Concernant les complications du DT2, leur répartition était disparate même au sein d’un même pays. Selon certaines publications [11,12], la neuropathie diabétique était plus fréquente, avec une prévalence voisine de 60%. Un taux comparable de 47,1% a été rapporté dans la série libyenne de Roaeid et al. [50]. Cette complication était suivie par la rétinopathie diabétique dans 30,6% des cas, l’atteinte rénale dans 25,8% et les complications cardiovasculaires dans 14,9% des cas. Selon la cohorte prospective EpiDiam [42], menée sur 366 marocains diabétiques présentant au moins une complication dégénérative, la rétinopathie occupait la première place soit 41,2% suivie par la neuropathie diabétique dans 28,1% et les complications cardiovasculaires dans 26,1% des cas. Ce même classement a été retrouvé dans l’étude de Kahloun et al. [24], réalisée sur des diabétiques de type 1 (n=255) et de type 2 (n=2065) qui ont été suivis à l’hôpital Fattouma Bourguiba de Monastir entre avril 2007 et février 2011.
La qualité du contrôle glycémique ainsi que l’observance thérapeutique constituent des problèmes majeurs dans les différents pays du Maghreb. En Tunisie, une étude menée auprès de diabétiques de type 2, suivis en première ligne, a montré que 83,3% des patients étaient en déséquilibre glycémique [11]. Dans une enquête nationale transversale multicentrique réalisée sur un échantillon de 493 sujets diabétiques de la population marocaine, 78,9% l’étaient aussi [51]. Une étude menée au centre médical de Tripoli sur 623 patients a montré que 41,5% de ces sujets présentaient une HbA1c supérieure à 8,5% [52]. Selon Sahi et al.[42], l’oubli répété de la prise médicamenteuse chez les femmes marocaines augmenteraient de 3,4 le risque de complications dégénératives. En Libye, cette situation a été souvent attribuée au niveau socioéconomique bas ainsi qu’à l'ancienneté du diabète.
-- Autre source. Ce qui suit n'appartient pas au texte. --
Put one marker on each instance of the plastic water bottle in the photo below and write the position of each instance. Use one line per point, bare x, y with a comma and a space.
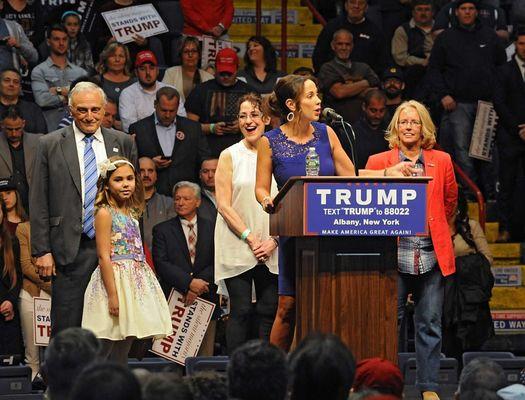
312, 162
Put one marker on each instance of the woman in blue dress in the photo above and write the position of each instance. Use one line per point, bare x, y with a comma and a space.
282, 152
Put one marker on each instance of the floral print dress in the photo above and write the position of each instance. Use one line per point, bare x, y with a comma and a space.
143, 310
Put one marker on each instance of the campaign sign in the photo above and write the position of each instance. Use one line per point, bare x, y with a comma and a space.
365, 209
189, 326
41, 321
143, 20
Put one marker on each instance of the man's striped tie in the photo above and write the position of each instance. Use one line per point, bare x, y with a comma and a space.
90, 186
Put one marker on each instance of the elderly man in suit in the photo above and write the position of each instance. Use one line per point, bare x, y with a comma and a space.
17, 151
176, 144
62, 197
183, 252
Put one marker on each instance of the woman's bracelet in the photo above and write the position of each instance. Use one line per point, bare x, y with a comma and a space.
245, 234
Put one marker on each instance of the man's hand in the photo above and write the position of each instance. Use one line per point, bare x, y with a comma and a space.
45, 266
161, 163
199, 286
448, 103
190, 298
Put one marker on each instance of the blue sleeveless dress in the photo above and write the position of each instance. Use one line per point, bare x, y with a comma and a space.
289, 159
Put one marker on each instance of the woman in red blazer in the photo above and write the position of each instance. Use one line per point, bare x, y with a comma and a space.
423, 261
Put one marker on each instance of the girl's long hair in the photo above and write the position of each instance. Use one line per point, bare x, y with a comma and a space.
135, 203
6, 245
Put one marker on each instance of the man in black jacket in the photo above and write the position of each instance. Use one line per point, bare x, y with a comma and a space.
509, 101
176, 144
369, 42
461, 71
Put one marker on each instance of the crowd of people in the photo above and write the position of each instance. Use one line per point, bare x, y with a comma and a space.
174, 165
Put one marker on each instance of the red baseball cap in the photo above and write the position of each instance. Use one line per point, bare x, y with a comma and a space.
226, 61
144, 57
377, 373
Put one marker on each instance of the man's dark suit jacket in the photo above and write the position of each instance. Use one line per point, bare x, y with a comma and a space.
189, 150
29, 144
509, 102
172, 258
55, 195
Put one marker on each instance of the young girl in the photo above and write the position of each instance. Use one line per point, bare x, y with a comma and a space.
123, 300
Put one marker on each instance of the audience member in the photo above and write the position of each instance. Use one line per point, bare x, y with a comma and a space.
32, 286
114, 69
106, 381
214, 103
68, 353
14, 210
176, 144
344, 82
10, 285
322, 367
159, 208
137, 101
423, 261
461, 71
207, 17
380, 375
17, 152
370, 129
183, 250
369, 43
509, 102
10, 92
208, 207
245, 255
79, 50
51, 79
393, 84
257, 371
490, 15
166, 386
412, 43
62, 205
480, 374
188, 75
16, 51
260, 65
208, 385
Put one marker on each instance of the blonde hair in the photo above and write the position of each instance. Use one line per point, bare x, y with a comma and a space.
428, 129
135, 203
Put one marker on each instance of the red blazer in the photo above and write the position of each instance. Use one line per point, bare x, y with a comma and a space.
442, 197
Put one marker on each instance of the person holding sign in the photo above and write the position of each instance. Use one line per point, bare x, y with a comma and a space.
282, 152
245, 252
424, 261
123, 300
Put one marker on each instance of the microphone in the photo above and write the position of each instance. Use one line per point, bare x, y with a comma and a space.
329, 113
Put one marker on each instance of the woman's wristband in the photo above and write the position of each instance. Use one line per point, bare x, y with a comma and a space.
245, 234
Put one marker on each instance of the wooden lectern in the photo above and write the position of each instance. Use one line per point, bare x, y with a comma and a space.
346, 285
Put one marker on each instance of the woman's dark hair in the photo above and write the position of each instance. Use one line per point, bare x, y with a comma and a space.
106, 381
270, 55
288, 87
322, 367
6, 245
462, 225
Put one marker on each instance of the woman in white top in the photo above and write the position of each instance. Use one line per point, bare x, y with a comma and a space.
244, 250
186, 76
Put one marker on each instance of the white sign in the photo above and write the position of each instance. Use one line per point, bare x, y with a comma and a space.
210, 48
141, 20
41, 321
189, 326
484, 132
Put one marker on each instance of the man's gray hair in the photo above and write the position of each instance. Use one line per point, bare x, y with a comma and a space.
86, 87
196, 188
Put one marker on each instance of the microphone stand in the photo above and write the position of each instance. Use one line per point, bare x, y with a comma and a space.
345, 125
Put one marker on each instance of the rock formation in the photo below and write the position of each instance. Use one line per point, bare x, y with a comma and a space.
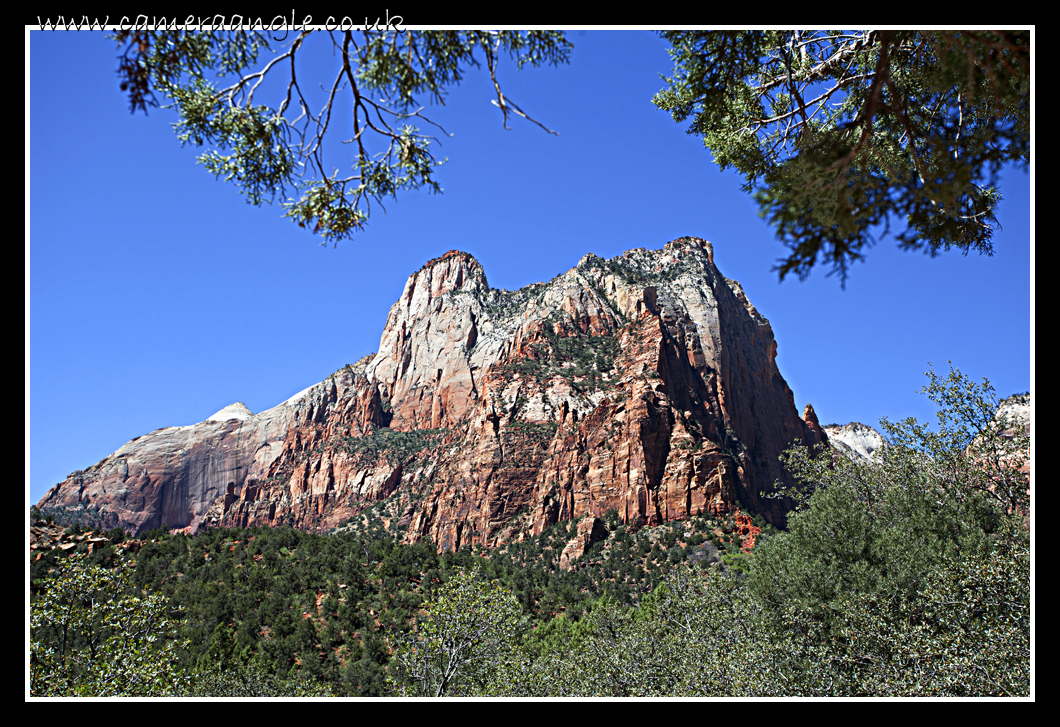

Certes, le recours au moteur de recherche Pubmed a limité cette revue de littérature aux publications indexées, excluant par conséquent les monographies, les thèses en sciences médicales et les articles publiés dans des revues non indexées. Des travaux portant sur des enquêtes nationales sur le DT2, sur son impact économique ou sur l’évaluation de ses actions correctives et préventives, n’ont pas été ainsi inclus dans cette revue de littérature. Il n’en demeure pas moins vrai qu’une sélection plus précise a pu être assurée en suivant cette méthodologie.
Enfin, nous pouvons conclure que le DT2 est un problème de santé qui est loin d’être vaincu en Tunisie. Fléau d’aujourd’hui, catastrophe de demain, les tentatives actuelles de sa prévention et de son contrôle sont insuffisantes et peu rassurantes. Une approche préventive basée sur le dépistage et l’éducation thérapeutique peut s’avérer plus bénéfique en prenant en considération les particularités socioéconomiques et culturelles de chaque région sanitaire voire de chaque patient.